Throughout this documentation we assume that you are familiar with the theoretical background behind the scanning transmission electron microscope (STEM) to some degree. Also, we assume that you have some knowledge about the UNIX/Linux command line and parallelized computation. STEMsalabim is currently not intended to be run on a desktop computer. While that is possible and works, the main purpose of the program is to be used in a highly parallelized multi-computer environment.
We took great care of making STEMsalabim easy to install. You can find instructions at Installing STEMsalabim. However, if you run into technical problems you should seek help from an administrator of your computer cluster first.
Structure of a simulation¶
There essence of STEMsalabim is to model the interaction of a focused electron beam with a bunch of atoms, typically in the form of a crystalline sample. Given the necessary input files, the simulation crunches numbers for some time, after which all of the calculated results can be found in the output file. Please refer to Executing STEMsalabim for notes how to start a simulation.
All information about the specimen are listed in the Crystal file format, which is one of the two required input files for STEMsalabim. It contains each atom’s species (element), coordinates, and mean square displacement as it appears in the Debye-Waller factors.
In addition, you need to supply a Parameter files for each simulation, containing information about the microscope, detector, and all required simulation parameters. All these parameters are given in a specific syntax in the Parameter files that are always required for starting a STEMsalabim* simulation.
The complete output of a STEMsalabim simulation is written to a NetCDF file. NetCDF is a binary, hierarchical file format for scientific data, based on HDF5. NetCDF/HDF5 allow us to compress the output data and store it in machine-readable, organized format while still only having to deal with a single output file.
You can read more about the output file structure at Output file format.

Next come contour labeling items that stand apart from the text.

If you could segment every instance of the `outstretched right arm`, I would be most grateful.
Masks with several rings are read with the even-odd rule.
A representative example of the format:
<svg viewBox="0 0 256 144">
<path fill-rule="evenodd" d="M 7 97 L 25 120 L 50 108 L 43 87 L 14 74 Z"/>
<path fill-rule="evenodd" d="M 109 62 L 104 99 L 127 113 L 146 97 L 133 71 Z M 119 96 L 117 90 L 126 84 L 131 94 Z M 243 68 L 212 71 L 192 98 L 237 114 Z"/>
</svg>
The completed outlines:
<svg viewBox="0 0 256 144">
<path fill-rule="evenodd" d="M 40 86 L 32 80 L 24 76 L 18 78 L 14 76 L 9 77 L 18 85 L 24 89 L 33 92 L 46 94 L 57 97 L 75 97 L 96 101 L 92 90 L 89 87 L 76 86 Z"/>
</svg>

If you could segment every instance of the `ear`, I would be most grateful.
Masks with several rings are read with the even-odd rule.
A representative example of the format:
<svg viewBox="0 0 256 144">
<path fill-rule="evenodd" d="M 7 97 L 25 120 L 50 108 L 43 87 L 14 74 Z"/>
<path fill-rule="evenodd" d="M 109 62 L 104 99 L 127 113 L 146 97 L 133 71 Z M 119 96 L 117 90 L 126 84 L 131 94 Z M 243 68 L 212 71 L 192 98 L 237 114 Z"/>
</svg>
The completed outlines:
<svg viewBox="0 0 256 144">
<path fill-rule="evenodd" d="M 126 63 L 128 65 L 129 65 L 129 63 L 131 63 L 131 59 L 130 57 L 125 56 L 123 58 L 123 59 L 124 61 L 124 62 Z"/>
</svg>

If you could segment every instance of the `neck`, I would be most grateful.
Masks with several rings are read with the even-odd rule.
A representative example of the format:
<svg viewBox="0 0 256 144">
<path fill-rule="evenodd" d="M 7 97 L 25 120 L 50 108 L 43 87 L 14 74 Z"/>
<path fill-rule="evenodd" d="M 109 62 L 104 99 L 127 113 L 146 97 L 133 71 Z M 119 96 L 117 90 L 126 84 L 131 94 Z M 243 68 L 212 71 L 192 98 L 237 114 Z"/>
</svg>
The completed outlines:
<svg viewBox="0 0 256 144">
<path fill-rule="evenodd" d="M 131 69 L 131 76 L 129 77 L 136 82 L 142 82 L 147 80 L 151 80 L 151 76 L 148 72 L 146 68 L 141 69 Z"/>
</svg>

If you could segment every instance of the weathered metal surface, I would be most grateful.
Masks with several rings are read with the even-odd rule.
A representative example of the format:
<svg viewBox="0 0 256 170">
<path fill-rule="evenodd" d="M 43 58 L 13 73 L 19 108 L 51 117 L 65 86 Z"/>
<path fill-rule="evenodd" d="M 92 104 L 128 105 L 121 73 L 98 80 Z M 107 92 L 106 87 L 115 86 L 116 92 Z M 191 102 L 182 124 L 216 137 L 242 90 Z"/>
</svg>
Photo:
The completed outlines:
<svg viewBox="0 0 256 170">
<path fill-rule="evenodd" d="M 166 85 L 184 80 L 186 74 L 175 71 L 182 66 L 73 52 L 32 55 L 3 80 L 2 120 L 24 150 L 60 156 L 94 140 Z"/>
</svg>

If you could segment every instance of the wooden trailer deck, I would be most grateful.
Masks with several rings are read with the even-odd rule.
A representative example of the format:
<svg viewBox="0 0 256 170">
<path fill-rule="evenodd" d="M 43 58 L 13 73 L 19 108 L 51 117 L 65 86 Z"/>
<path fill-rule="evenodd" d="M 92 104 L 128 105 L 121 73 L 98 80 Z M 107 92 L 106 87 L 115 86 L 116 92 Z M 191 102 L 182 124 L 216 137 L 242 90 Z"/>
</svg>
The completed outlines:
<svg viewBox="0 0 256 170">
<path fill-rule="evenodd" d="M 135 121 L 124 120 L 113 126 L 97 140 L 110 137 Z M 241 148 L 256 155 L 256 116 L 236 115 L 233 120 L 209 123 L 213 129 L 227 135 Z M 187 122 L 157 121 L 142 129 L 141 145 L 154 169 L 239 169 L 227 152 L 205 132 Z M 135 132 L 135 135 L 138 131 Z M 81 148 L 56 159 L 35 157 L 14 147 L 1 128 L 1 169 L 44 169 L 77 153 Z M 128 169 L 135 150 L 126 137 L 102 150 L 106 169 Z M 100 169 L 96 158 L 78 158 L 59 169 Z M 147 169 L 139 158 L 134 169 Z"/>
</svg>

Hybrid Parallelization model¶
STEMsalabim simulations can be parallelized both via POSIX threads and via message passing interface (MPI). A typical simulation will use both schemes at the same time: MPI is used for communication between the computing nodes, and threads are used for intra-node parallelization, the usual multi-cpu/multi-core structure.

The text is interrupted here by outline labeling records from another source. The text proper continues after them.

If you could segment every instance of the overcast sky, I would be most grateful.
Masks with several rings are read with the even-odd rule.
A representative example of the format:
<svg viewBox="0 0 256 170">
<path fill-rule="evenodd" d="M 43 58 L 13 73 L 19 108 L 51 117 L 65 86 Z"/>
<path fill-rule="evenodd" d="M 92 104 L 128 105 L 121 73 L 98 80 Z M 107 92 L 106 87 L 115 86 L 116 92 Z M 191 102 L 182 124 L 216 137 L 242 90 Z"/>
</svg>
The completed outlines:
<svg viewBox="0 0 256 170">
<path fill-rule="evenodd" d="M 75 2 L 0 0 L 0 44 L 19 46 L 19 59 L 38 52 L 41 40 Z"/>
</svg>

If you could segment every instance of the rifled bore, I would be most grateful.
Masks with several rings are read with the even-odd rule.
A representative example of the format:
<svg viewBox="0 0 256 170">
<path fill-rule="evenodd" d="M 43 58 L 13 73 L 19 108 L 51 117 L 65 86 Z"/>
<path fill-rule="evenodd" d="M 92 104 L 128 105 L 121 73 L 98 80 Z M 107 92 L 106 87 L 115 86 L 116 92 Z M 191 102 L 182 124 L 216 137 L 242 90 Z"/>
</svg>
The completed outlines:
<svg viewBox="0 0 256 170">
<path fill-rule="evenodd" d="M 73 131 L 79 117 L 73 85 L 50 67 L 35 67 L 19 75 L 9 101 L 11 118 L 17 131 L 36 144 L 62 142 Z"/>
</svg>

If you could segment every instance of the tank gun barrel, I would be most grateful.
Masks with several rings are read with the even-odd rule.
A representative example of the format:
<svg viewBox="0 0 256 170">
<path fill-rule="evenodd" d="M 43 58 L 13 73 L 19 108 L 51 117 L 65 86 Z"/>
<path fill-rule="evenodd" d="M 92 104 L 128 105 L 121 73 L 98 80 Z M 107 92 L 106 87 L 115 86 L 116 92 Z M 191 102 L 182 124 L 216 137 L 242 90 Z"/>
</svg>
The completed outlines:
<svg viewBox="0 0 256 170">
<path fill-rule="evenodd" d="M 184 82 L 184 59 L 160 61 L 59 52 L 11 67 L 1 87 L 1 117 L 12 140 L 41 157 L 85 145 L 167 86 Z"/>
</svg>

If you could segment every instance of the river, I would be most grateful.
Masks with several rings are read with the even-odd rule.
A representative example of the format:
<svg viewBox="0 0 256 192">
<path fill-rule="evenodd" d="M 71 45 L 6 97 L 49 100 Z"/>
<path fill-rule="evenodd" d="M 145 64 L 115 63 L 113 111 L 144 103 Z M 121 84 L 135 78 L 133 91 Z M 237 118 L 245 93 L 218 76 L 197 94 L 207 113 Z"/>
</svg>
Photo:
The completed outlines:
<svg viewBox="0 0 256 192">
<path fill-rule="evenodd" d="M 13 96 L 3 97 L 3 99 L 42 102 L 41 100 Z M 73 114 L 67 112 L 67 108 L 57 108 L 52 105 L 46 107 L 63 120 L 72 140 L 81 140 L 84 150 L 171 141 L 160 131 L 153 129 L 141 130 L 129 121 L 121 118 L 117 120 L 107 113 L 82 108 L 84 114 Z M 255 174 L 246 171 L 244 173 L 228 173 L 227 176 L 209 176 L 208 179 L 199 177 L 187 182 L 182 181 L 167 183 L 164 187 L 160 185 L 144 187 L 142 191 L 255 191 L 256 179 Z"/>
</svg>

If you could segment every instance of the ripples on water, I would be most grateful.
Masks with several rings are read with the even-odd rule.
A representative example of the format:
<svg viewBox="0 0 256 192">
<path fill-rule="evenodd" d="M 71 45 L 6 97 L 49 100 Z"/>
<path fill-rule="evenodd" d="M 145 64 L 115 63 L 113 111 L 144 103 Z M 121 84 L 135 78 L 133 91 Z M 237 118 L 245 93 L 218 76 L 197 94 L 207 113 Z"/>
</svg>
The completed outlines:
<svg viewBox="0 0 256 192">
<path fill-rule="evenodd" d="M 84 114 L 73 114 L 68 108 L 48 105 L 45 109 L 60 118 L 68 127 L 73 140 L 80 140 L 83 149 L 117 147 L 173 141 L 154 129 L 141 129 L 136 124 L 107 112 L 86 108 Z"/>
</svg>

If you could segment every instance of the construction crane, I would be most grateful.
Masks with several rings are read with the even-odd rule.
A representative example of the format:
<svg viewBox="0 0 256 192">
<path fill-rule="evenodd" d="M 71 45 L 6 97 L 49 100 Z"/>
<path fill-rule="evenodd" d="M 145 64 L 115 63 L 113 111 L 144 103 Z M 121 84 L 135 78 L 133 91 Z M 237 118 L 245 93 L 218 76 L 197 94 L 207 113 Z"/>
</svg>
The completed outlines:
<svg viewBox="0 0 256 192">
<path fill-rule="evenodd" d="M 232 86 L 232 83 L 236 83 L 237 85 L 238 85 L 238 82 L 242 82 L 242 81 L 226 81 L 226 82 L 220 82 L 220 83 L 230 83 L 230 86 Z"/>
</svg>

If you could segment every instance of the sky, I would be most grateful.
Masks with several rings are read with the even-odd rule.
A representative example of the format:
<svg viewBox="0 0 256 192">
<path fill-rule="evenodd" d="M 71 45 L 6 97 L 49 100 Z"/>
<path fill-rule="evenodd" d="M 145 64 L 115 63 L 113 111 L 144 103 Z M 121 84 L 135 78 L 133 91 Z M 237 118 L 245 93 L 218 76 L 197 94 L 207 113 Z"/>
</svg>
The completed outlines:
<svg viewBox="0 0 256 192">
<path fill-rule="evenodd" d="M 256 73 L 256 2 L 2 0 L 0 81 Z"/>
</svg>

A high performance computation cluster is an array of many (equal) computing nodes. Typical highly-parallelized software uses more than one of the nodes for parallel computations. There is usually no memory that is shared between the nodes, so all information required for the management of parallel computing needs to be explicitely communicated between the processes on the different machines. The quasi-standard for that is the message passing interface (MPI).

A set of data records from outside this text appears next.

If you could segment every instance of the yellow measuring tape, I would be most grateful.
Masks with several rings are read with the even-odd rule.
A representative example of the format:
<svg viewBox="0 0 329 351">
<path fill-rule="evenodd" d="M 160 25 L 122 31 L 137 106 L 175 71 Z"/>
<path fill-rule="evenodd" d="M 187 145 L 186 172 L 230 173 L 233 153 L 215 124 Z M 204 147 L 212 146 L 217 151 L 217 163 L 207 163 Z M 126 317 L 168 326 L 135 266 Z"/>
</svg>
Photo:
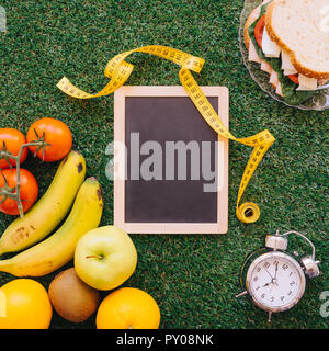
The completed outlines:
<svg viewBox="0 0 329 351">
<path fill-rule="evenodd" d="M 243 203 L 241 205 L 239 205 L 239 203 L 250 178 L 257 169 L 257 166 L 259 165 L 268 149 L 271 147 L 271 145 L 274 143 L 275 138 L 266 129 L 247 138 L 236 138 L 228 132 L 191 73 L 191 70 L 196 73 L 202 70 L 204 65 L 203 58 L 192 56 L 190 54 L 168 46 L 149 45 L 122 53 L 113 57 L 107 63 L 104 71 L 105 77 L 110 78 L 110 82 L 95 94 L 87 93 L 81 89 L 75 87 L 66 77 L 64 77 L 58 82 L 57 87 L 66 94 L 78 99 L 91 99 L 109 95 L 116 89 L 122 87 L 129 78 L 134 66 L 126 63 L 125 58 L 133 53 L 146 53 L 156 55 L 181 66 L 181 69 L 179 71 L 180 81 L 208 125 L 224 138 L 253 147 L 252 154 L 240 182 L 236 214 L 237 217 L 243 223 L 256 222 L 260 216 L 259 206 L 251 202 Z"/>
</svg>

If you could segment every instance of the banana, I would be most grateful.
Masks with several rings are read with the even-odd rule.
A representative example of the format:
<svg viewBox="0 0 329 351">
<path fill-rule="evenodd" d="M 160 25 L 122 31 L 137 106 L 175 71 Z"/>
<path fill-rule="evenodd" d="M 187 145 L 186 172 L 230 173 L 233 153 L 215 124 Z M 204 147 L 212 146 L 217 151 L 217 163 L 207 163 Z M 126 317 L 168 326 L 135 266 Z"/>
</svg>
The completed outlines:
<svg viewBox="0 0 329 351">
<path fill-rule="evenodd" d="M 0 239 L 0 254 L 26 249 L 54 230 L 69 212 L 84 176 L 83 156 L 70 151 L 60 162 L 43 197 L 24 218 L 16 218 L 5 229 Z"/>
<path fill-rule="evenodd" d="M 73 258 L 80 237 L 99 226 L 102 212 L 101 185 L 95 178 L 88 178 L 64 225 L 44 241 L 13 258 L 0 260 L 0 271 L 16 276 L 42 276 L 59 269 Z"/>
</svg>

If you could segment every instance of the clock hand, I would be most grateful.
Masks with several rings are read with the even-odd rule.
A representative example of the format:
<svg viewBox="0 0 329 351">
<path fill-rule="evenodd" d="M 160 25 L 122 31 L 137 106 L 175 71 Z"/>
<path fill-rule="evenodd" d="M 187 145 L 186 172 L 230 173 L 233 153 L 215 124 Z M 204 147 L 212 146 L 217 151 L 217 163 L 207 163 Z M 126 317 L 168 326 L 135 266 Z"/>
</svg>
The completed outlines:
<svg viewBox="0 0 329 351">
<path fill-rule="evenodd" d="M 265 271 L 269 273 L 269 275 L 271 276 L 271 279 L 273 280 L 273 276 L 271 275 L 271 273 L 268 271 L 268 269 L 265 268 Z"/>
<path fill-rule="evenodd" d="M 272 281 L 270 283 L 264 284 L 262 287 L 269 286 L 270 284 L 272 284 Z"/>
<path fill-rule="evenodd" d="M 275 274 L 274 274 L 274 278 L 276 279 L 276 274 L 277 274 L 277 265 L 279 265 L 279 262 L 276 263 L 275 265 Z"/>
</svg>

Let us assume a simulation that runs on \(M\) computers and each of them spawns \(N\) threads.
There is a single, special master thread (the thread 0 of the MPI process with rank 0) that orchestrates the simulation, distributes work packages and does all the I/O. This is to avoid race conditions and prevent waiting times of the worker process. All other threads (\((M\times N)-1\)) participate in the simulation.
A typical STEMsalabim simulation is composed of many independent multi-slice simulations that differ only in the position of the scanning probe. Hence, parallelization is done on the level of these multi-slice simulations, with each thread performing them independently from other threads. In order to reduce the number of MPI messages being sent around, only the main thread of each of the \(M\) MPI processors communicates with the master thread. The master thread sends a work package containing some number of probe pixels to be calculated to an MPI process, which then carries out all the calculations in parallel on its \(N\) threads, and sends back the results when it is finished. After the results are received by the master thread, it sends another work package to the MPI process until there is no work left. In parallel, the worker threads of the MPI process with rank 0 also work on emptying the work queue.
Within one MPI processor, the threads can share their memory. As the main memory consumption comes from storing the weak phase objects of the slices in the multi-slice simulation, which don’t change during the actual simulation, this greatly reduces memory usage as compared to MPI only parallelization. You should therefore always aim for hybrid parallelization!